Le tribunal de commerce d’Aix-en-Provence, par un jugement du 13 janvier 2026, a autorisé la poursuite de la période d’observation d’une pharmacie en redressement judiciaire. La procédure avait été ouverte le 4 novembre 2025, et la question centrale portait sur l’opportunité de maintenir cette période face à une baisse d’activité. Le tribunal a répondu par l’affirmative, estimant que l’entreprise disposait de capacités de financement suffisantes et qu’une restructuration était envisageable.

La décision valide la persistance des perspectives de redressement malgré des difficultés conjoncturelles.

Le tribunal constate que « l’entreprise dispose de capacités de financement suffisantes » (Motifs). Cette appréciation positive se fonde sur l’absence de dettes nouvelles et un passif partiellement compensé par les comptes courants d’associés. La valeur de ce motif est de maintenir la confiance dans la viabilité économique de l’entreprise. La portée est d’offrir un délai supplémentaire pour finaliser les négociations avec le bailleur.

La solution repose sur un diagnostic partagé par les organes de la procédure collective.

L’administrateur et le mandataire se sont déclarés favorables à la poursuite d’activité, soulignant le levier du changement de local. Le tribunal s’est rangé à cet avis concordant, écartant ainsi l’option d’une cession immédiate. Le sens de cette approche est de privilégier la sauvegarde de l’entreprise par une restructuration interne. Sa portée est d’éviter une liquidation judiciaire précipitée en donnant une chance à un plan de redressement.

L’office du juge est ici de vérifier la faisabilité d’un plan avant toute décision définitive.

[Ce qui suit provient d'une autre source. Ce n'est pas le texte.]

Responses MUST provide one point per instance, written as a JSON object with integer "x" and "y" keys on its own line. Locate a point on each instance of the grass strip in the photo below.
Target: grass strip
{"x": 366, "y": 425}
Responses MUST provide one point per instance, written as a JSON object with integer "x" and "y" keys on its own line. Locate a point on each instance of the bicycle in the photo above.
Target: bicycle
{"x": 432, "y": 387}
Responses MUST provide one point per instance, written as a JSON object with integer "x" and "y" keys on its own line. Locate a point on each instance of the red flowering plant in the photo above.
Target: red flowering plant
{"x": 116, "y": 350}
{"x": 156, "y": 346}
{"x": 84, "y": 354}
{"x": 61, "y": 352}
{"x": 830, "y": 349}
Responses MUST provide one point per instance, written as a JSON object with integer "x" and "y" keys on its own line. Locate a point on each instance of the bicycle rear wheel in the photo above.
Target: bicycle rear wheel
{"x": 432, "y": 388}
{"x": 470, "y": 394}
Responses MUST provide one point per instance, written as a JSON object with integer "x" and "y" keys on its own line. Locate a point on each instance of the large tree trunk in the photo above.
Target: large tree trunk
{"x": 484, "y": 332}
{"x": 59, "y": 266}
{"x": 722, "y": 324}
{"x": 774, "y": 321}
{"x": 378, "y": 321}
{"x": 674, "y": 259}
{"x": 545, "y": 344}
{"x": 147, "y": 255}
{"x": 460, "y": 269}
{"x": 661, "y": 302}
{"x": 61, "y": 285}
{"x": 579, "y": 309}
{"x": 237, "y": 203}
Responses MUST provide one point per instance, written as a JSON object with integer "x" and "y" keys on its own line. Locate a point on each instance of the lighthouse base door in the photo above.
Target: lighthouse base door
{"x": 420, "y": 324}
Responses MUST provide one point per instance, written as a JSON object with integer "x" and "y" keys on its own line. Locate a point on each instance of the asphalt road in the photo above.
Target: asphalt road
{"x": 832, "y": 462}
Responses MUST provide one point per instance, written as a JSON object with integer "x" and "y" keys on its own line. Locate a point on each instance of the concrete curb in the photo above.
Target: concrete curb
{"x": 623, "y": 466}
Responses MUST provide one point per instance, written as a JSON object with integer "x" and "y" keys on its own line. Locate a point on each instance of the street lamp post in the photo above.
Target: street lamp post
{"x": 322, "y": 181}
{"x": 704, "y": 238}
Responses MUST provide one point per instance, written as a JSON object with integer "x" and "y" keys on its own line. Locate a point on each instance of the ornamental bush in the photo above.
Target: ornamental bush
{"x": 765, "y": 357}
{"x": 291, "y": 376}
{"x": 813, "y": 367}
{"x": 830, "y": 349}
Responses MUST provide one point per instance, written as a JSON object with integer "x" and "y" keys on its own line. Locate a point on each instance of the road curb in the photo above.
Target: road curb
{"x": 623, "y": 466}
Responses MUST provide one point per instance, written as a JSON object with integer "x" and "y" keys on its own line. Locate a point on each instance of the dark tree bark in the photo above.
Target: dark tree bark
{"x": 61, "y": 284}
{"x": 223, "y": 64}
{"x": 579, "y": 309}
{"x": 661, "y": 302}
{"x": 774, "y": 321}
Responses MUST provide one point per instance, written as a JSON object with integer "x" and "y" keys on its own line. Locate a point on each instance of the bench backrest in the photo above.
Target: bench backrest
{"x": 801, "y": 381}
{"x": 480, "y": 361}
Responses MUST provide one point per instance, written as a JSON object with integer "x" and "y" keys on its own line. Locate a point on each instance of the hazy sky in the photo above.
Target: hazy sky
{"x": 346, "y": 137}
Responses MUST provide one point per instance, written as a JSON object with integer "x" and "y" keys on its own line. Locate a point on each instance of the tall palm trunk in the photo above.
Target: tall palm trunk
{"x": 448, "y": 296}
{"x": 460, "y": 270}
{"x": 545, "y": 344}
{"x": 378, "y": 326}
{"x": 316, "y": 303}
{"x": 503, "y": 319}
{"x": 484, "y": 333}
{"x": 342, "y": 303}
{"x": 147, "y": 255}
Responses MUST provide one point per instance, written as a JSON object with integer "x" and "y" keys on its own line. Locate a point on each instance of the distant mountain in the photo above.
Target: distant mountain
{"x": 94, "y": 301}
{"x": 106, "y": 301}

Le jugement enjoint au débiteur de produire des documents comptables sous huit jours, sous peine de liquidation. Cette mesure de contrôle renforce la rigueur de la période d’observation. La valeur de cette injonction est de garantir un suivi précis de la situation financière. Sa portée est de responsabiliser le dirigeant et d’éclairer le tribunal lors du prochain examen de l’affaire.

La décision illustre la souplesse du droit des entreprises en difficulté face à une crise sectorielle.

En autorisant la poursuite, le tribunal refuse de sanctionner immédiatement une baisse conjoncturelle du chiffre d’affaires. Le sens de cette clémence est de permettre à l’entreprise de surmonter un obstacle temporaire, lié au coût du loyer. La portée pratique est de favoriser un dialogue constructif avec le bailleur pour réduire les charges fixes.

Source : Cour de cassation – Base Open Data « Judilibre » & « Légifrance ».